若不是乾坤拦住她和严旭,合盘说出为何要取左旋之血,实则,只是想证明某些猜测是否正确?而如今,这份猜测也已成为了事实!
扶苏公子乃是龙渊之魂,无疑!
虽乾坤未有具体明说左旋与名剑的关系,但就目前此等现象而推断,定是颇有渊源。“就这样放任不管么?”梅琳指着瘫倒一处的左旋和扶苏二人,问着身旁的乾坤。
“等一下“乾坤上前,双手起势,修为之力凝于双指,指尖莹莹白光,结界就此布下。“我们走吧,明日再来”
然后带头走了出去。严旭虽心中疑惑,却是后脚跟着乾坤而出。
找了个借口,直接去了袭川城外的远郊青山。
梅琳见严旭如此,自己也不好再多停留,扫了眼昏迷中的扶苏。只是这一眼,让她在将来的某一天里,执着地一错再错尤不自知罢了。
崔庚芍见乾坤三人安静沉默地从厢房走出,焦急地上前询问“不知我儿伤势如何?”
严旭见此,与梅琳相对一眼之后,谦逊有礼地答复“堡主暂且宽心,师父会一直静候扶苏公子左右,明日此时,自会让您见到公子。因诊治需要周遭环境安静,是以我等皆出厢房,明日再来。”
严旭将话落下,径自地带着乾坤和梅琳走了。
“这是何意?”崔庚芍回首征求三长老的意见。脸色有所不悦。
田廉会意,心中忧虑却又未表现出任何。倒是浅笑依然“既然如此,就按严前辈说的办,如何呢堡主?”
顿了片刻,崔庚芍无奈,点头应允。
与三长老等人一同离开了扶苏的院落。
而此时,已日渐西斜,晚霞满天,彤彤一片,艳丽光华,犹如一匹上等锦缎随风而起舞,顺滑柔和又不输唯美意境,甚是好看。

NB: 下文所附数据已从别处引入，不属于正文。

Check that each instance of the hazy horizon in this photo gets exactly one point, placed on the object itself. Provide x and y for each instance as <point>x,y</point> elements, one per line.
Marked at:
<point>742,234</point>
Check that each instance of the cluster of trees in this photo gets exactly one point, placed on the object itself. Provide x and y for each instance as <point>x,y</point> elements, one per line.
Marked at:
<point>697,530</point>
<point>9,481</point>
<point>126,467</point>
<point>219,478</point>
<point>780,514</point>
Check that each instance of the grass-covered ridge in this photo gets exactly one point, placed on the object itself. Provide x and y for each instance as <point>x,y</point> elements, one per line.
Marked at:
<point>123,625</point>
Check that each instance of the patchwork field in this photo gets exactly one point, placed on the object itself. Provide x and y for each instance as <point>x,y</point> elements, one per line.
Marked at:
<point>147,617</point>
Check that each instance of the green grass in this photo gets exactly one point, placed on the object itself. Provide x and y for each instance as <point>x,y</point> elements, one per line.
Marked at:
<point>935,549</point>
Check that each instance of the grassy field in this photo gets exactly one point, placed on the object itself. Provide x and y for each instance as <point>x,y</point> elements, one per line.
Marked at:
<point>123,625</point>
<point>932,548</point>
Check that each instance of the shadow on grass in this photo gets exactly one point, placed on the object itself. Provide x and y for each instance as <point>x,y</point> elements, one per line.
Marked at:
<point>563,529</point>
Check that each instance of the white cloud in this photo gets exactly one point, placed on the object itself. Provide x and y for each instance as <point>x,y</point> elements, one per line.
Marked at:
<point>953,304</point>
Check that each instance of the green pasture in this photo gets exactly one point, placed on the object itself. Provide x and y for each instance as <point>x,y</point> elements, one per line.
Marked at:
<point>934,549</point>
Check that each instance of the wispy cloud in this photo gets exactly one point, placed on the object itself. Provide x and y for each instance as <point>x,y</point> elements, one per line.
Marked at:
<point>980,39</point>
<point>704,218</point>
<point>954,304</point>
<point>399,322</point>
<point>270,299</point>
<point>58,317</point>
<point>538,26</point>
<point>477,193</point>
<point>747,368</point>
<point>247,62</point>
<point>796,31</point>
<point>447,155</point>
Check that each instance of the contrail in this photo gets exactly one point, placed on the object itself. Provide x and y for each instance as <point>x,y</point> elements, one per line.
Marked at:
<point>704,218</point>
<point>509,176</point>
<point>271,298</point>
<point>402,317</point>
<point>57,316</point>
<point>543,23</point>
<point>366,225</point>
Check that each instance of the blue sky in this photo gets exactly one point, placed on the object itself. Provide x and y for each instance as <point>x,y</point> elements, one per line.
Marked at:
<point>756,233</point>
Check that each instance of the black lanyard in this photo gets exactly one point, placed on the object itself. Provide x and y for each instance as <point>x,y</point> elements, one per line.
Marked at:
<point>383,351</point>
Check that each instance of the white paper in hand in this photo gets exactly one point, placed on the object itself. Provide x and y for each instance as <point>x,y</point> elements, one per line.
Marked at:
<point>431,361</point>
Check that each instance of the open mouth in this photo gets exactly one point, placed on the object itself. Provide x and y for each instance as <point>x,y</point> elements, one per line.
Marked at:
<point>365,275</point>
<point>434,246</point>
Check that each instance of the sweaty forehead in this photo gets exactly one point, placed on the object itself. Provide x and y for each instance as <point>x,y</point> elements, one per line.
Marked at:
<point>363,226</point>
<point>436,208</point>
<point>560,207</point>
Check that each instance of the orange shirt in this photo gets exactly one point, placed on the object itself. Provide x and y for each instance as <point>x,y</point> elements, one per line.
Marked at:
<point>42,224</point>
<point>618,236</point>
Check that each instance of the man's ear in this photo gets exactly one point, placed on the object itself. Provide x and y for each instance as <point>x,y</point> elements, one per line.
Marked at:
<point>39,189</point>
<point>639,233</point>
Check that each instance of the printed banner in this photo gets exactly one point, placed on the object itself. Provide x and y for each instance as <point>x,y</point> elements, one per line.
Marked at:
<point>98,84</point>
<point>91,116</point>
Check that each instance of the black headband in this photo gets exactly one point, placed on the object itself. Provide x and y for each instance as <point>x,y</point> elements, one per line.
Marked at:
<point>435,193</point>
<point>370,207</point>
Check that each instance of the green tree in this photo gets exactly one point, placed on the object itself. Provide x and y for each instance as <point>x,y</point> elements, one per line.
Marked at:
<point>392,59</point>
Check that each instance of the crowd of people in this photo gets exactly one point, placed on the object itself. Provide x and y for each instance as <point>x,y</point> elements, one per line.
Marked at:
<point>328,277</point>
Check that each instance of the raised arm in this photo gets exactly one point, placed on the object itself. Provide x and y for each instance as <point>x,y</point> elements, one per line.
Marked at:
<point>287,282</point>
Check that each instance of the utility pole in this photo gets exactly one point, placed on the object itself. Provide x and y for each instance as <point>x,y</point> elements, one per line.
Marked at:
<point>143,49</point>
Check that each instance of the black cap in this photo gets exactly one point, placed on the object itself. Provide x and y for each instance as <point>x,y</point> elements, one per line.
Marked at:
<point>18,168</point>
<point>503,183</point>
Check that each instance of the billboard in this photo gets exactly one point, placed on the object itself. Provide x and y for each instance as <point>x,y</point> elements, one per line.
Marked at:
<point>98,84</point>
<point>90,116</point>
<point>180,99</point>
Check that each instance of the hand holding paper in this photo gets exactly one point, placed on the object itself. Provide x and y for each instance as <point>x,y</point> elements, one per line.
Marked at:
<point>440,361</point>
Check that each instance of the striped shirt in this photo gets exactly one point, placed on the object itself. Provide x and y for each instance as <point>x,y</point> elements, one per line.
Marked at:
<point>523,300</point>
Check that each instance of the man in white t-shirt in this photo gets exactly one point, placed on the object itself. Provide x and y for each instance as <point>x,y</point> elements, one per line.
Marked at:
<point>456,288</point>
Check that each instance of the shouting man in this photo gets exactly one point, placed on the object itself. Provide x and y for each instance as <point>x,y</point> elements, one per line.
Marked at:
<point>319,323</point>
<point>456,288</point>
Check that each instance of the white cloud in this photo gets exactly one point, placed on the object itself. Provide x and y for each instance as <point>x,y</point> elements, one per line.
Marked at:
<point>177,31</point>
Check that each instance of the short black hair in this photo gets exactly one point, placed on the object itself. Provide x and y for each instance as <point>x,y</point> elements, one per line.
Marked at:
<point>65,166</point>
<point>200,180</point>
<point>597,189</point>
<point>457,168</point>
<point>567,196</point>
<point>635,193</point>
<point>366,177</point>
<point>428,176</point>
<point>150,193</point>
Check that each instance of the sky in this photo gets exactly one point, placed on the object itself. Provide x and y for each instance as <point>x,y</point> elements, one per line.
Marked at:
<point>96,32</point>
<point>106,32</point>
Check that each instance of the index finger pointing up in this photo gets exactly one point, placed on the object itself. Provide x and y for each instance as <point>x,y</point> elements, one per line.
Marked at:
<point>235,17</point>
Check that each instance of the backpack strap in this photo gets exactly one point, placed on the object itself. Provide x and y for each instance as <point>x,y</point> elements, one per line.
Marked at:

影一招来手下,附耳嘱咐。随后在院中布下了三层结界,便继续隐匿了身形。
袭川城内一间酒馆的二楼雅间,安家堡三少爷气质出尘临窗而立,琉璃之眸远眺着漫天红霞的天际。长身玉颜,惹得不少经过此处的车马美眷们心中激荡几何,纷纷对他投以欣悦之情。而此番始作俑者却是眉宇纠结,心绪复杂间,手中的酒却是未动分毫。任由冷风拂来,吹起那一头青绿色泽的发。三千烦恼丝,也不过如此吧?
“龙渊之魂现世,怕是再也瞒不住天之涯的那位,你让兄弟们多警醒些,注意近期各国的朝堂和江湖的动向,一发现异常,直接来报”
“是!”
一室静默。
“他,去那了么?”
潇终是问出了口。身后的摩多,却是一脸为难之色。
从邀月居见到宫主之后,到会见崔家堡主的这一路上,自家主子的脸色便是一直乌云密布,仿若大雨将至,雷霆险情。然,如今事情皆已安排妥帖,却似乎失却了那份心中的笃定,变得小心翼翼。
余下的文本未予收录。